Tmem168, a protein-coding gene, comprises 697 amino acid residues with some putative transmembrane domains. It has been associated with multiple biological functions and disease-related processes. In the nucleus accumbens (NAcc), it is involved in regulating methamphetamine dependence, and also interacts with osteopontin, potentially influencing dopaminergic function. Additionally, it may play a role in the Wnt/β-catenin pathway in glioblastoma cells [1,3,4].

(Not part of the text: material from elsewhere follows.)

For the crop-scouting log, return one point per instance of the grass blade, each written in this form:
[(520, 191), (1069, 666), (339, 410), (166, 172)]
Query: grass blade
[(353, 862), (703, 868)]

In mouse models, overexpression of Tmem168 in the NAcc of mice (NAc-TMEM mice) attenuated methamphetamine-induced hyperlocomotion and place preference, and suppressed methamphetamine-induced extracellular dopamine elevation [3]. Heterozygous Tmem168 1616G>A knock-in mice showed ventricular tachyarrhythmias and conduction disorders upon pharmacological stimulation, due to a decrease in Na+ current and Nav 1.5 protein expression in ventricular cardiomyocytes [2]. In glioblastoma cells, knockdown of Tmem168 via siRNA prevented cell viability, induced cell cycle arrest, and promoted apoptosis by blocking the Wnt/β-catenin pathway [4].

In conclusion, Tmem168 plays crucial roles in drug-related behaviors, cardiac arrhythmogenesis, and glioblastoma cell proliferation. The use of mouse models, such as gene-modified mice, has significantly contributed to understanding its functions in these disease-relevant biological processes, offering potential therapeutic targets for methamphetamine dependence, Brugada syndrome, and glioblastoma.